Why Transformers?
Before Transformers, sequence models like LSTMs and GRUs dominated NLP. They process tokens one by one, passing a hidden state forward. This sequential nature makes training slow (can't be parallelized), and long-range dependencies are hard to maintain — the hidden state is a fixed-size bottleneck.
Transformers, introduced in "Attention Is All You Need" (Vaswani et al., 2017), replace recurrence with self-attention. Every position attends to every other position in one parallel operation. Training is dramatically faster, and long-range relationships are captured directly.
Self-Attention
Self-attention computes a representation for each token by looking at all other tokens in the sequence. For each token, three vectors are computed from its embedding: Query (Q), Key (K), and Value (V).

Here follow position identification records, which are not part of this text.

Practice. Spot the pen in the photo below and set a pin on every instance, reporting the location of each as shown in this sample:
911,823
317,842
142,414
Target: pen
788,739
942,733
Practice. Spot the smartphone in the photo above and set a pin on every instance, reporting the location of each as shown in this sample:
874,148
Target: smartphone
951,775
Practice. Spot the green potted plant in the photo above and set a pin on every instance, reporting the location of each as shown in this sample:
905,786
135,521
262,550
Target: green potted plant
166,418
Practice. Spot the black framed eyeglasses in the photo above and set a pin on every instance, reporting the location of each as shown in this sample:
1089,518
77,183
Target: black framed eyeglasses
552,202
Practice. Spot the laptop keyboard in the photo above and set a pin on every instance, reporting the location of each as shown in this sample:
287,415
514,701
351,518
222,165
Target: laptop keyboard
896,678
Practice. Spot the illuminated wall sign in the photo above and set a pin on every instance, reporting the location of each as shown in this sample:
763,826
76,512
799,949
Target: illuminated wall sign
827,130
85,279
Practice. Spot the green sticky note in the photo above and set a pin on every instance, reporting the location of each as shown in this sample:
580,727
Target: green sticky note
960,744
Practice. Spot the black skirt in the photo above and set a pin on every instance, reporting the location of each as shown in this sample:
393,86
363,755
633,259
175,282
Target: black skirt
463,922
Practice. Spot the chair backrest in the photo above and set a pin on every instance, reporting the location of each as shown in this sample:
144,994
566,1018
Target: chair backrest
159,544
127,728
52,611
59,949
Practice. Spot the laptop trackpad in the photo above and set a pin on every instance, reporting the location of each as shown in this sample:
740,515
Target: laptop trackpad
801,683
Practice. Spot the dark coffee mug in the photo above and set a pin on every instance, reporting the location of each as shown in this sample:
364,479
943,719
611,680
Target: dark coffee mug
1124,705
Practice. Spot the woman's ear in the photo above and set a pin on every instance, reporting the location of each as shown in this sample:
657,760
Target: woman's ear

- Attention score between token i and token j = dot product of Q_i and K_j, scaled by √d_k
- Scores are passed through softmax to get attention weights (sum to 1)
- Output for token i = weighted sum of all Value vectors, weighted by the attention scores
import torch
import torch.nn.functional as F
def scaled_dot_product_attention(Q, K, V, mask=None):
d_k = Q.shape[-1]
scores = torch.matmul(Q, K.transpose(-2, -1)) / (d_k ** 0.5)
if mask is not None:
scores = scores.masked_fill(mask == 0, float('-inf'))
weights = F.softmax(scores, dim=-1)
return torch.matmul(weights, V)
In self-attention, what is the role of the Query (Q) vector for a given token?
Multi-Head Attention
Instead of computing attention once, multi-head attention runs h parallel attention operations with different learned projections. Each "head" can focus on different aspects of the input (syntax, semantics, coreference, etc.). The outputs are concatenated and projected back to the model dimension.
Positional Encoding
Self-attention is permutation-invariant — it sees the same result regardless of token order. To fix this, Transformers add positional encoding to the token embeddings before the first layer. The original paper used sinusoidal functions; modern models often use learned positional embeddings or rotary position embedding (RoPE).
The Full Transformer Block
- Multi-Head Self-Attention sublayer
- Add & LayerNorm (residual connection + layer normalization)
- Position-wise Feed-Forward Network (two linear layers with a non-linear activation — ReLU in the original paper; modern models typically use GELU, SwiGLU, or similar variants)
- Add & LayerNorm again
Encoder vs Decoder
Encoder (BERT-style)
The encoder processes the entire input sequence bidirectionally. BERT pre-trains by masking random tokens and predicting them (Masked Language Modeling). The encoder is ideal for understanding tasks: classification, NER, question answering.
Decoder (GPT-style)
The decoder generates tokens autoregressively — one at a time, left to right. Masked self-attention ensures each token can only attend to previous positions (no "future leakage"). GPT pre-trains by predicting the next token. The decoder is ideal for generation tasks.
Encoder-Decoder (T5, BART-style)
Combines both: the encoder processes the full source sequence; the decoder generates the target sequence with cross-attention to encoder outputs. Used for translation, summarization, and general seq2seq tasks.
Which Transformer variant uses masked self-attention to prevent tokens from attending to future positions?
Complexity and Scaling
Standard self-attention has O(n²) time and memory complexity with respect to sequence length n, which becomes a bottleneck for very long sequences. Research has produced efficient alternatives (Longformer, FlashAttention, sparse attention). Transformers also scale remarkably well — more data + more compute + more parameters = better performance (scaling laws).
Fine-Tuning Pre-trained Models
Pre-trained models like BERT and GPT are trained on massive corpora and capture rich language representations. Fine-tuning continues training on a smaller task-specific dataset, adapting the model weights. Modern approaches include instruction tuning (supervised fine-tuning on instruction-following examples) and RLHF (a separate reinforcement learning step using human preference feedback — the two are distinct techniques that often appear together). Parameter-efficient methods like LoRA freeze most weights and train only small adapter matrices.